Archived

This forum has been archived. Please start a new discussion on GitHub.

why did some service restart frequently?

I tested some servers on local area network. they worked well. But when I deploied on wide area network. some of severices restart frequently. I noticed that there may be sometimes very short period of dis-connection of internet.

some message like this:

[ icegridnode: Activator: sent SIGKILL to server `CN_60.190.167.139' (pid = 16640) ]
[ icegridnode: Activator: detected termination of server `CN_60.190.167.139'
[ icegridnode: Network: accepted tcp connection
[ icegridnode: Activator: activating server `CN_60.190.167.139'
args = /opt/mysee/bin/cachenode --Ice.Config=/opt/mysee/var/icegridnode/servers/CN_60.190.167.139/config/config --Ice.Default.Locator=MyGrid/Locator:tcp -h 211.160.17.100 -p 22000 --Ice.ServerId=CN_60.190.167.139 ]
[ icegridnode: Activator: activated server `CN_60.190.167.139' (pid = 16695) ]

Comments

  • benoit
    benoit Rennes, France
    Hi,

    The IceGrid node doesn't kill servers unless you deactivate the server and the deactivation takes too much time. The deactivation timeout can be configured on a per server basis with the deactivation-timeout server attribute (see the IceGrid XML reference in the manual for more information) or if it's not set it defaults to the value of the IceGrid.Node.WaitTime property (which defaults to 60s).

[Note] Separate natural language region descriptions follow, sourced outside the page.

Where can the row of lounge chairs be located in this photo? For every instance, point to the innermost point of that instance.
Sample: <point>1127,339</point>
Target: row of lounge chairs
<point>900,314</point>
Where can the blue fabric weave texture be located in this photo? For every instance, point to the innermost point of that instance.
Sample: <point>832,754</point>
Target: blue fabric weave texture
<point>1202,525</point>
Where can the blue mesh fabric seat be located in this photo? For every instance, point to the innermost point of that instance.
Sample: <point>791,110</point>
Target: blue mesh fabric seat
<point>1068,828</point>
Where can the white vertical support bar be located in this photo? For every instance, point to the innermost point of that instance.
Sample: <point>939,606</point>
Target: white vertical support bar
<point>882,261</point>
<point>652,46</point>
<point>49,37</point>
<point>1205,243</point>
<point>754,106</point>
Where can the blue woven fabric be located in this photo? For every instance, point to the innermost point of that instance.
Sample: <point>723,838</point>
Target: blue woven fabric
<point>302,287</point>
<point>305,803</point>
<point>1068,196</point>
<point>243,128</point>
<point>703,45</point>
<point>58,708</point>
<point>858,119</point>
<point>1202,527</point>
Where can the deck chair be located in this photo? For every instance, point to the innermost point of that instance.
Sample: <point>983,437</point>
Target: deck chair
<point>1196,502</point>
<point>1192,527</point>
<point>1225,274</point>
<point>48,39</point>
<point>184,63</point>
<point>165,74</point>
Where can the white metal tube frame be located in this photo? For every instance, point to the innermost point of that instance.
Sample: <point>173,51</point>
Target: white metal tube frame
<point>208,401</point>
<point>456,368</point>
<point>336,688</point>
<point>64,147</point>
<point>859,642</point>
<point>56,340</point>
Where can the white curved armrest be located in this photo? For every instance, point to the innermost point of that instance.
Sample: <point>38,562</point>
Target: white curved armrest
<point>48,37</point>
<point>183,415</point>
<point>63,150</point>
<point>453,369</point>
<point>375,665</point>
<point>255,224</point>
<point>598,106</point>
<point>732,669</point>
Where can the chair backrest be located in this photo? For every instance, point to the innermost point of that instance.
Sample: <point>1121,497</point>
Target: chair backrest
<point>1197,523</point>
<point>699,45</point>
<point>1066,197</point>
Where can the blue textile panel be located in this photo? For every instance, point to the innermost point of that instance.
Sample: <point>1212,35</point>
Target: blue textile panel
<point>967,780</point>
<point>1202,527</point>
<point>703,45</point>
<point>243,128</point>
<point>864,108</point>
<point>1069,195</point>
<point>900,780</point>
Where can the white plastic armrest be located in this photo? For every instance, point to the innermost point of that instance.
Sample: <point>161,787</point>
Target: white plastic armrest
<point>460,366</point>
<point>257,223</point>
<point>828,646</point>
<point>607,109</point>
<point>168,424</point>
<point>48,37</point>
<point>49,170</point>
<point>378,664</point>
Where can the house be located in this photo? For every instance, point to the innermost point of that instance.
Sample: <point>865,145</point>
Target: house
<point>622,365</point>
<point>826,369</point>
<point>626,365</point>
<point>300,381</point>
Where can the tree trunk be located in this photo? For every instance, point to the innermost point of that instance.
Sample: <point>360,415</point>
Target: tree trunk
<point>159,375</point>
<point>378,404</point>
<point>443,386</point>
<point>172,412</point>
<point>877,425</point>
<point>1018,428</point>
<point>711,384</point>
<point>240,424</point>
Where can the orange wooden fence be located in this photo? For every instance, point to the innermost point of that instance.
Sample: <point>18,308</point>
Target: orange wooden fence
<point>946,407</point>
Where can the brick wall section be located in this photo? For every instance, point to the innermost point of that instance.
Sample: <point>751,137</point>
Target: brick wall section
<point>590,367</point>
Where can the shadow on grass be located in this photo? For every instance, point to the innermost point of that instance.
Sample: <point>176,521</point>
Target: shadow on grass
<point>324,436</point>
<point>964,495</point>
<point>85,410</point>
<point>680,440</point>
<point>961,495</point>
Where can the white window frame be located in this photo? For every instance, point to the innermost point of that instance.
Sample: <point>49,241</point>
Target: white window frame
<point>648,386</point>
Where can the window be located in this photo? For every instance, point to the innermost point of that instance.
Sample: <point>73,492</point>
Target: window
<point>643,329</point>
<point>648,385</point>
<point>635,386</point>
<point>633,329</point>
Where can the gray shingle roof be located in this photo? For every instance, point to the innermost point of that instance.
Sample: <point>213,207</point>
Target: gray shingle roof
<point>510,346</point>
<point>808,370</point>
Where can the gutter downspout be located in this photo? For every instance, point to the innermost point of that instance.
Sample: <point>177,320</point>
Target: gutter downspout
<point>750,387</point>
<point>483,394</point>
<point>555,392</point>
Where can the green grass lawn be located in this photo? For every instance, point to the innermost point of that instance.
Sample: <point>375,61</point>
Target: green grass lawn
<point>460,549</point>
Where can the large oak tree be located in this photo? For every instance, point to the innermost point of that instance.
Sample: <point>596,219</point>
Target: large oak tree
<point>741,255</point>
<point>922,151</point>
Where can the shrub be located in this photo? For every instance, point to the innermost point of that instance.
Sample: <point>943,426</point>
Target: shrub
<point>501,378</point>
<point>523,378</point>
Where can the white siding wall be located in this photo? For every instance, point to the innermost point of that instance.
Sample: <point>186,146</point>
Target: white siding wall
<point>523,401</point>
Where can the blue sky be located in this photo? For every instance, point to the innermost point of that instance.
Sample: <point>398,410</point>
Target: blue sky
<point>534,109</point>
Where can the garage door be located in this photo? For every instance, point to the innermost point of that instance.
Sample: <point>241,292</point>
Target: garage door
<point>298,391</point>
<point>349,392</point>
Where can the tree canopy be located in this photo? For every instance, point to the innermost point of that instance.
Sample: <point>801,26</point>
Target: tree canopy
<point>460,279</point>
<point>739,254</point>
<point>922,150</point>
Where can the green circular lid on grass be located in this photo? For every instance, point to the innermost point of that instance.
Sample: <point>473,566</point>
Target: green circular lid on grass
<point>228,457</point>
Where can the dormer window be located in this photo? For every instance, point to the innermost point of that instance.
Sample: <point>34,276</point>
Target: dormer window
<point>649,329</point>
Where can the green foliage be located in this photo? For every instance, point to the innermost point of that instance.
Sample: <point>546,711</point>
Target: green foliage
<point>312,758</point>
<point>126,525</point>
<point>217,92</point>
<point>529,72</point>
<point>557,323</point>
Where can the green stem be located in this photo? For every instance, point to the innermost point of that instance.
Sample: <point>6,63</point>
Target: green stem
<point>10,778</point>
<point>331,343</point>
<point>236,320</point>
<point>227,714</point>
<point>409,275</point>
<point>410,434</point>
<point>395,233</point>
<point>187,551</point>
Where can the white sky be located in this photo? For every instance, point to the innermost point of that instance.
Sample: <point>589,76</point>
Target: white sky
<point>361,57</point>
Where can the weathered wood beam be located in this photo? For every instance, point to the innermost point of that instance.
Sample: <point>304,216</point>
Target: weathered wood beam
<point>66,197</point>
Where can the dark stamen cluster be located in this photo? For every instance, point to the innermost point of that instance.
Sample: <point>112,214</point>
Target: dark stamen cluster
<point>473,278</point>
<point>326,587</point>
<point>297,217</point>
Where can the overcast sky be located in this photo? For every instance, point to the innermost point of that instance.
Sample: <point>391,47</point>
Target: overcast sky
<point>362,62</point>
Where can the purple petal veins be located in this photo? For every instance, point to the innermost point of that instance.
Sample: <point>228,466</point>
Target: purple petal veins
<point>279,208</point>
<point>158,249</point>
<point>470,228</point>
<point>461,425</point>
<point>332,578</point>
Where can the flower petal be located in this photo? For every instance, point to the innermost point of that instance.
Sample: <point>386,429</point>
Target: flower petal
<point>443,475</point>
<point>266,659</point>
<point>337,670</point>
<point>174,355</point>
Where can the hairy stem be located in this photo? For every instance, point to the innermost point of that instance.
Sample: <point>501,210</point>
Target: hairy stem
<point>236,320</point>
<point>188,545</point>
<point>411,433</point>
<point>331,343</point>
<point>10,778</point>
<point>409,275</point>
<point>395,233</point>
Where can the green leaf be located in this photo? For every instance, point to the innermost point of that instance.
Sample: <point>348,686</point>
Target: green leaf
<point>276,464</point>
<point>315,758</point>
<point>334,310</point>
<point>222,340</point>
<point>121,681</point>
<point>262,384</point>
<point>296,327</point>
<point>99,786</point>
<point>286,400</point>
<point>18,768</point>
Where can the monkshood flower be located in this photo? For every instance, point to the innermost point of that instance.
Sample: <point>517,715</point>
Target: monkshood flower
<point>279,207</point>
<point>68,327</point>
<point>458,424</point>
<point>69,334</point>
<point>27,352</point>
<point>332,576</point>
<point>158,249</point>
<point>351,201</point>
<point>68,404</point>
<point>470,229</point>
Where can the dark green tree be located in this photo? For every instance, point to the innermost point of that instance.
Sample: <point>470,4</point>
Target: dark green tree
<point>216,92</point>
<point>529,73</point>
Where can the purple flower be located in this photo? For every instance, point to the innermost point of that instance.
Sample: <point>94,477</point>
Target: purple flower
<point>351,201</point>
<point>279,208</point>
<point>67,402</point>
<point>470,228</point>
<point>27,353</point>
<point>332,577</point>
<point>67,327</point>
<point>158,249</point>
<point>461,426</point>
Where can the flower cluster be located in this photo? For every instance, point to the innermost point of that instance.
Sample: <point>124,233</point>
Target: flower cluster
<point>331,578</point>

    So, you should first figure out why the servers are being shutdown (do your clients explicitely shutdown the servers? are you using the Ice.ServerIdleTime property?) and then, eventually, why the deactivation takes too long. Could you set the following properties on the IceGrid node and send us the output of the node tracing? This will give us more information on the deactivaton of the server.
    IceGrid.Node.Trace.Server=3
    IceGrid.Node.Trace.Activator=2
    

    Cheers,
    Benoit.
  • It may result form this:

    The network is occasionlly dis-connected. IceGridNode loses contact with registry and throws exception. When connection is rebuilt, IceGridNode terminates the server.

    This may make big troubles for my project. First, IceGridNode can not shut down my server. It takes one minute and then kills the process. second,
    what I hope is that even IceGridNode loses contact with registry, we still want the server to work.

    Is there any suggestion? thanks a lot!
  • benoit
    benoit Rennes, France
    Hi,

    For the first point (the node kills the server if it doesn't shutdown in a timely maner), that's most likely a problem in your server implementation if it's not supposed to take that long to shutdown. The best way to figure this out, it to attach the debugger while the server is being shutdown and check the stack traces of the threads to see where it eventually hangs.

    For the second point, I'm afraid I don't see why the node would restart the server when the IceGrid registry is available again after the disconnection; this shouldn't happen. However, it's difficult to say without more information why this is happening for you. If you post the IceGrid node traces with the properties set as requested in my previous post, I'd be happy to look at the traces and see if this can give us some clues. Perhaps you can also try to reproduce this issue using the IceGrid demo from your Ice distribution (in demo/IceGrid/simple)?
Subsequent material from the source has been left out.